His mother, Janet Holland, 92, didn’t hesitate when asked whether she thinks her son is a Christian.
“Yes, I do. But he never quite acknowledges it, does he?” she told CNN. “I think he kind of needs it,” his mother said of her son’s faith.
Holland still struggles with belief in the miracles attached to Christianity.
“There are times where I can feel that I believe it. There are times when I don’t feel it at all,” he said. “But I would like to be able to believe it because, aside from anything else, it does provide nutrients and sustenance to the roots of my beliefs. It also makes the universe more interesting.”
Holland’s ambivalence is not unusual. It was shared by another group of people: Jesus’ first disciples.

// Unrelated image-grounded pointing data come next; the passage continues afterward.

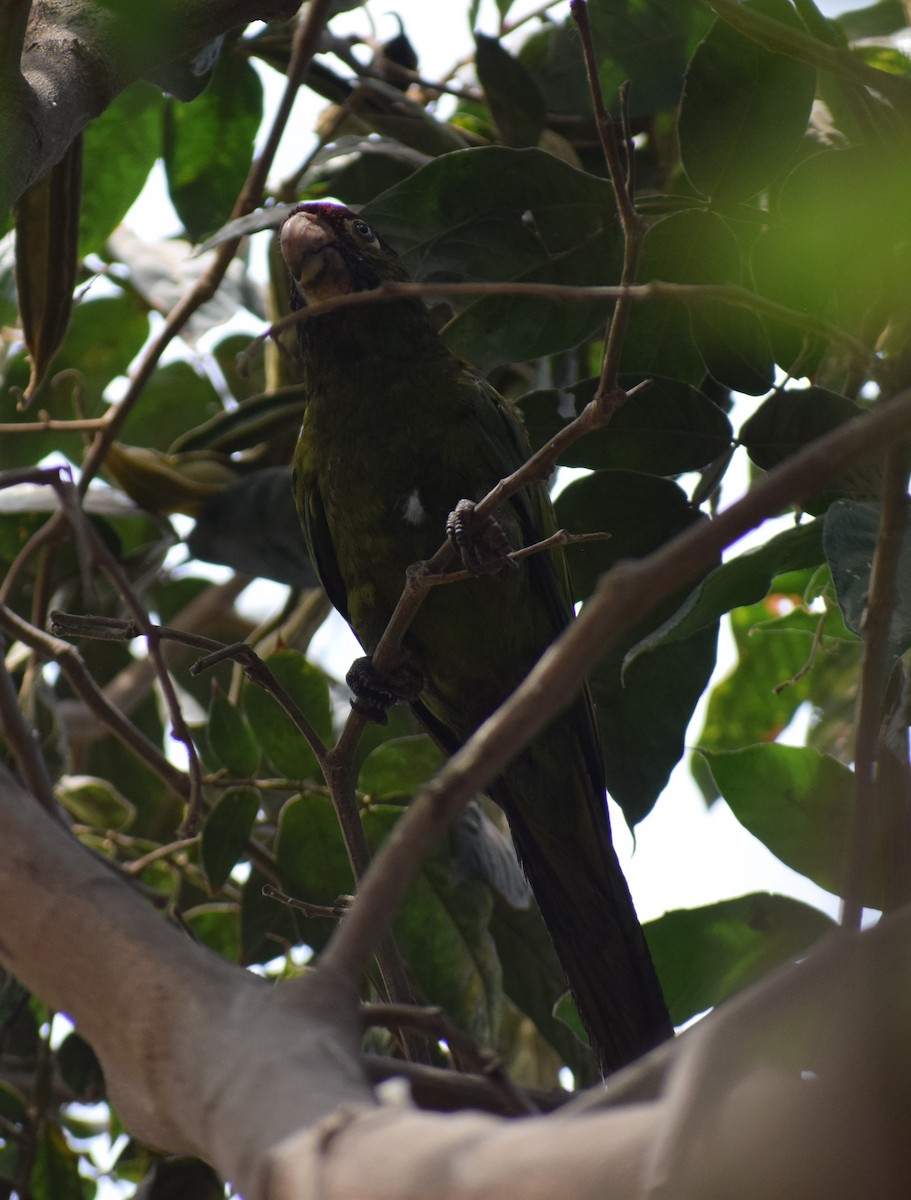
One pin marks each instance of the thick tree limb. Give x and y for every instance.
(76, 59)
(199, 1056)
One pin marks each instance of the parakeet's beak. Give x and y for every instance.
(311, 253)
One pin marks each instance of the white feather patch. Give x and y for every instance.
(413, 509)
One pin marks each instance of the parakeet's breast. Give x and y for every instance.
(377, 479)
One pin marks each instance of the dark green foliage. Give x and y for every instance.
(741, 185)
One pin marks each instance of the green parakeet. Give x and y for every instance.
(396, 433)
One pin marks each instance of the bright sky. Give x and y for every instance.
(684, 855)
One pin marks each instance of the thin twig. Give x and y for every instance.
(467, 1055)
(655, 289)
(321, 911)
(561, 538)
(179, 729)
(874, 677)
(634, 227)
(623, 597)
(137, 865)
(23, 743)
(52, 649)
(810, 658)
(781, 39)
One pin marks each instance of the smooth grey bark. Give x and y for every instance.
(61, 64)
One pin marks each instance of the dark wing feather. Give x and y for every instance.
(319, 544)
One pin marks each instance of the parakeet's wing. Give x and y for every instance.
(319, 544)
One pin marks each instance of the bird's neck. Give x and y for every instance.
(371, 345)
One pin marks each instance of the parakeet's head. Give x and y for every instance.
(330, 251)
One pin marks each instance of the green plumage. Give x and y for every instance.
(395, 433)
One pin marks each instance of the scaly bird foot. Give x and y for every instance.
(375, 691)
(480, 540)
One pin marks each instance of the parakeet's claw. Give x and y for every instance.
(480, 540)
(373, 693)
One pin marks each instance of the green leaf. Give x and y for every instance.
(119, 149)
(79, 1067)
(217, 927)
(226, 834)
(511, 94)
(502, 214)
(257, 419)
(799, 804)
(174, 1179)
(312, 862)
(744, 109)
(231, 738)
(94, 802)
(601, 503)
(553, 58)
(790, 420)
(702, 955)
(267, 927)
(851, 531)
(642, 709)
(757, 699)
(735, 347)
(103, 337)
(174, 399)
(443, 931)
(399, 767)
(209, 145)
(55, 1170)
(700, 247)
(666, 430)
(281, 742)
(648, 43)
(873, 21)
(741, 581)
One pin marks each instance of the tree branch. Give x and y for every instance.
(623, 597)
(76, 61)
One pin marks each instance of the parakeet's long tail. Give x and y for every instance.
(588, 911)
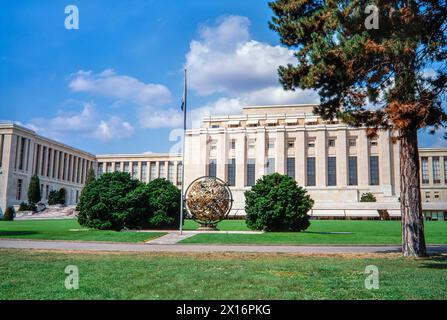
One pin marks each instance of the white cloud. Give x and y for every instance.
(121, 87)
(86, 122)
(226, 60)
(114, 128)
(150, 117)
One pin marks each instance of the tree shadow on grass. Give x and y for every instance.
(329, 232)
(16, 233)
(435, 261)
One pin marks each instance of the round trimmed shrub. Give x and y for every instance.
(114, 201)
(164, 204)
(277, 203)
(368, 197)
(9, 214)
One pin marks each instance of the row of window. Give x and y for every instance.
(50, 162)
(290, 143)
(133, 167)
(310, 170)
(436, 170)
(44, 188)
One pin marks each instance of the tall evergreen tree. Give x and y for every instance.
(34, 194)
(90, 176)
(392, 55)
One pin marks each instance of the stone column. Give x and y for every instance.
(241, 150)
(385, 162)
(300, 158)
(140, 174)
(321, 158)
(363, 159)
(50, 172)
(342, 158)
(280, 151)
(260, 153)
(222, 152)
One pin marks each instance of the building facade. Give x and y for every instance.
(334, 162)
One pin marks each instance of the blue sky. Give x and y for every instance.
(115, 85)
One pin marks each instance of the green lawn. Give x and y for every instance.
(67, 229)
(29, 274)
(326, 232)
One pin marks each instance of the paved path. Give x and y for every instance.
(103, 246)
(173, 237)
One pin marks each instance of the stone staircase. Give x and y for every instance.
(51, 212)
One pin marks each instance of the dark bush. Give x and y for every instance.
(164, 204)
(27, 207)
(368, 197)
(277, 203)
(56, 197)
(113, 201)
(34, 194)
(9, 214)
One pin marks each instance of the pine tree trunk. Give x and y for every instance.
(413, 240)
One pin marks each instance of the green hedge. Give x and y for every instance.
(116, 201)
(277, 203)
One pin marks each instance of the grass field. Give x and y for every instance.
(66, 229)
(325, 232)
(320, 232)
(40, 275)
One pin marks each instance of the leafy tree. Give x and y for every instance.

Their encounters with Jesus on the first Easter morning are some of the strangest stories in the Bible. Some don’t initially recognize him. Others react not with joy but with terror. One Gospel account ends abruptly with women fleeing from the empty tomb.
Christians eventually called these stories the “good news.” They say the cross proves the “last shall be first,” and that “unarmed truth and unconditional love will have the final word in reality.”
Maybe it shouldn’t be a surprise that Holland still veers between faith and doubt. Apex predators still roam the earth. Armies still march, and the weak suffer what they must.
The type of atrocities that Holland saw in Sinjar persist today. But at least for some, there’s still the cross — it points toward another way.
John Blake is a CNN senior writer and author of the award-winning memoir, “More Than I Imagined: What a Black Man Discovered About the White Mother He Never Knew.”